The construction of the Shivaji memorial statue off the Mumbai Coast will continue to be in limbo as the Supreme Court on Thursday turned down a plea by the Maharashtra government to grant early hearing for its petition seeking lifting of the stay. “We can’t let Maharashtra jump the queue,” Chief Justice Ranjan Gogoi told Sr Adv Mukul Rohatgi representing the state of Maharashtra.
The foundation stone for the statue as also the Statue of Unity of Sardar Patel in Gujarat and the Chhatrapati Shivaji Maharaj statue project in the Arabian sea off the Mumbai coast were laid by Prime Minister Narendra Modi. While the first was inaugurated two months ago, there are doubts whether Mumbai statue will ever be completed. Last month, a bench of the Supreme Court, consisting of Chief Justice Ranjan Gogoi and Justice Sanjay Kishan Kaul had ordered construction to be stopped and issued notice to Maharashtra and the centre while hearing a Special Leave Petition (SLP) against the Bombay High Court’s refusal to stay the construction of the Shivaji memorial at Mumbai’s coast.
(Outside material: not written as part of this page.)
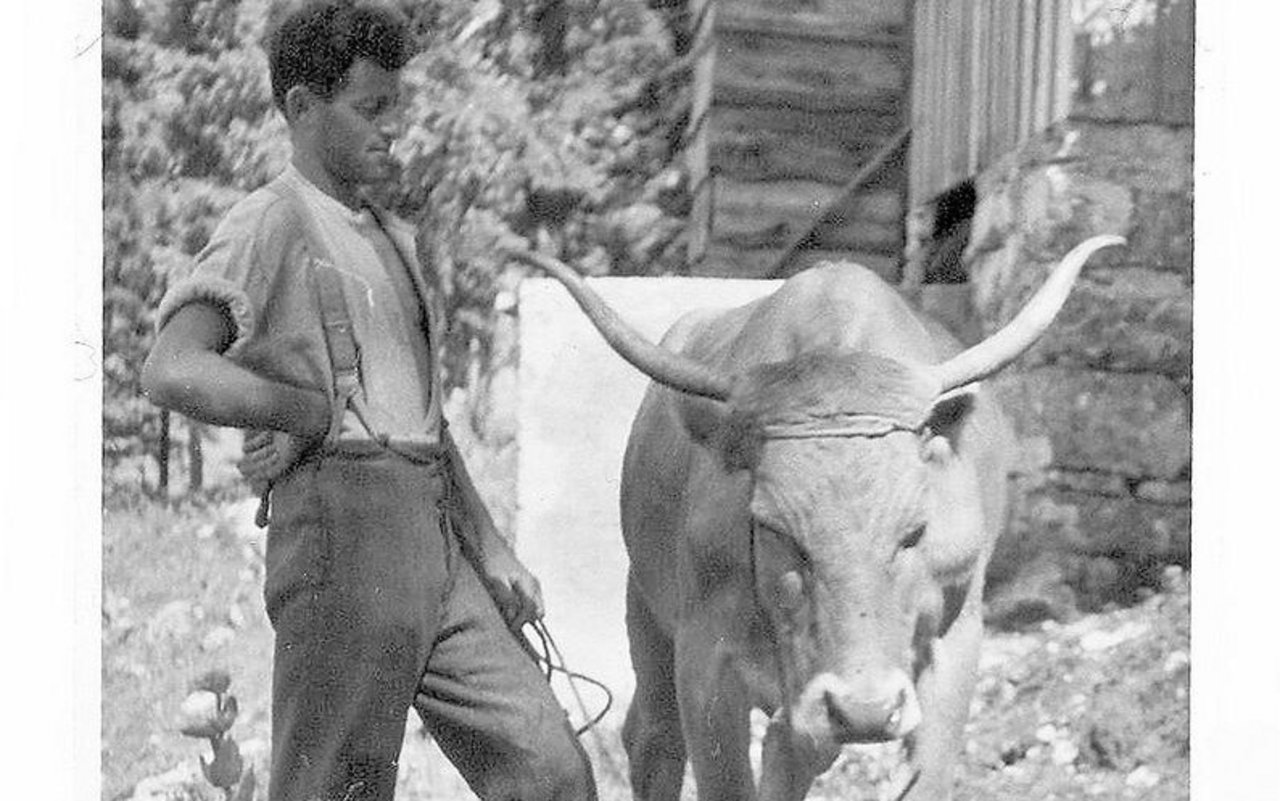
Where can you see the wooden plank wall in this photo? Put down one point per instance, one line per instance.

The SLP was filed by the NGO, Conservation Action Trust, and activist Debi Goenka. It sought a stay on the environment clearance and the commencement of construction of the memorial. The Shivaji memorial is a project of the state government in the memory of the Maratha warrior-king Shivaji. Many environmentalists view that the construction would lead to degradation of the marine ecosystem and loss of livelihood to the adjoining fishing community.
Earlier nine environmentalists had filed a PIL in the High Court criticising the government for spending Rs 3,600 crore on the memorial at a time when the state is facing paucity of funds. It was argued by the petitioners that the construction of the statue would lead to unemployment of as many as 16,000 fishermen, with the area being declared as no fishing zone. But VA Thorat, the senior counsel appearing on behalf of the state, said that the statue would be an asset to the state and all environmental clearances have been issued after examining every aspect, be it environmental or other safety concerns.
The Ministry of Environment, Forest and Climate Change (MoEF&CC) by a notification dated February 17, 2015 had inserted clause (D) in the Coastal Regulation Zone rule which allowed the centre to dispense with any public hearing related to assurance that the project would not involve rehabilitation and resettlement of people and is located away from public habitation. The NGO had objected to this notification of MOEF&CC which was decided without a public hearing.
The High Court division bench of Chief Justice NH Patil and Justice GS Kulkarni said: “It is stated that the project does not involve rehabilitation and resettlement of public. It is stated that the memorial is aimed at not only providing a place for people to visit, but also creating an internationally-acclaimed landmark. It also cannot be overlooked that the project is considered by the State government to be of national importance.”
The bench refusing to pass a stay on the work of the memorial said that the decision to construct the statue was a policy decision of the government and it must have taken into consideration all issues, including the expenditure to be incurred in construction.
After the Supreme Court’s notice, the state public works department had asked the contractor to stop further work on the statue.